Maintained with ❤️ by Astronomer.
</h3>
Let's say you want to be able to run an Airflow task against Snowflake's Snowpark -- which requires Python 3.8.
With the addition of the ExternalPythonOperator in Airflow 2.4 this is possible, but managing the build process to get clean, quick Docker builds can take a lot of plumbing.
This repo provides a nice packaged solution to it, that plays nicely with Docker image caching.
## Synopsis
### Create a requirements.txt file
For example, `snowpark-requirements.txt`
```
snowflake-snowpark-python[pandas]
# To get credentials out of a connection we need these in the venv too sadly
apache-airflow
psycopg2-binary
apache-airflow-providers-snowflake
```
### Use our custom Docker build frontend
```Dockerfile
# syntax=quay.io/astronomer/airflow-extensions:v1
FROM quay.io/astronomer/astro-runtime:7.2.0-base
PYENV 3.8 snowpark snowpark-requirements.txt
```
Note: That first `# syntax=` comment is important, don't leave it out!
Read more about the [new `PYENV` instruction](#pyenv-docker-instruction)
### Use it in a DAG
```python
from __future__ import annotations
import sys
from airflow import DAG
from airflow.decorators import task
from airflow.utils.timezone import datetime
with DAG(
dag_id="astro_snowpark",
schedule=None,
start_date=datetime(2022, 1, 1),
catchup=False,
tags=["example"],
) as dag:
@task
def print_python():
print(f"My python version is {sys.version}")
@task.venv("snowpark")
def snowpark_task():
from airflow.providers.snowflake.hooks.snowflake import SnowflakeHook
from snowflake.snowpark import Session
print(f"My python version is {sys.version}")
hook = SnowflakeHook("snowflake_default")
conn_params = hook._get_conn_params()
session = Session.builder.configs(conn_params).create()
tables = session.sql("show tables").collect()
print(tables)
df_table = session.table("sample_product_data")
print(df_table.show())
return df_table.to_pandas()
@task
def analyze(df):
print(f"My python version is {sys.version}")
print(df.head(2))
print_python() >> analyze(snowpark_task())
```
## Requirements
This needs Apache Airflow 2.4+ for the [ExternalPythonOperator] to work.

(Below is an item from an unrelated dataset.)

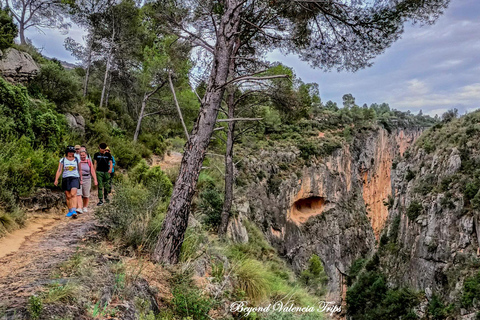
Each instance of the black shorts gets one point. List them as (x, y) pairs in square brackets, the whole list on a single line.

## Requirements for building Docker images
This needs the [buildkit](https://docs.docker.com/build/buildkit/) backend for Docker.
It is enabled by default for Docker Desktop users; Linux users will need to enable it:
To set the BuildKit environment variable when running the docker build command, run:
```bash
DOCKER_BUILDKIT=1 docker build .
```
To enable docker BuildKit by default, set daemon configuration in /etc/docker/daemon.json feature to true and restart the daemon. If the daemon.json file doesn’t exist, create new file called daemon.json and then add the following to the file.
```json
{
"features": {
"buildkit" : true
}
}
```
And restart the Docker daemon.
The syntax extension also currently expects to find a `packages.txt` and `requirements.txt` in the Docker context directory (these can be empty by default).
## Reference
### `PYENV` Docker instruction
The `PYENV` command adds a Python Virtual Environment, running on the specified Python version to the docker image, and optionally install packages from a requirements.txt
It has the following syntax:
```Dockerfile
PYENV <python-version> <venv-name> [<reqs-file>]
```
The requirements file is optional, so one can install a bare Python environment with something like:
```Dockerfile
PYENV 3.10 venv1
```
### `@task.venv` decorator
TODO! Write the decorator, then fill out docs!
## In This Repo
### [`buildkit/`](buildkit/)
This contains the cusotm Docker BuildKit frontend (see this [blog]( https://www.docker.com/blog/compiling-containers-dockerfiles-llvm-and-buildkit/) for details) adds a new custom command `PYENV` that can be used inside Dockerfiles to install new Python versions and virtual environments with custom dependencies.
### [`provider/`](provider/)
This contains an Apache Airflow provider that providers the `@task.venv` decorator.
## The Gory Details
**a.k.a. How do I do this all manually?**
The `# syntax` line tells buildkit to user our Build frontend to process the Dockerfile into instructions.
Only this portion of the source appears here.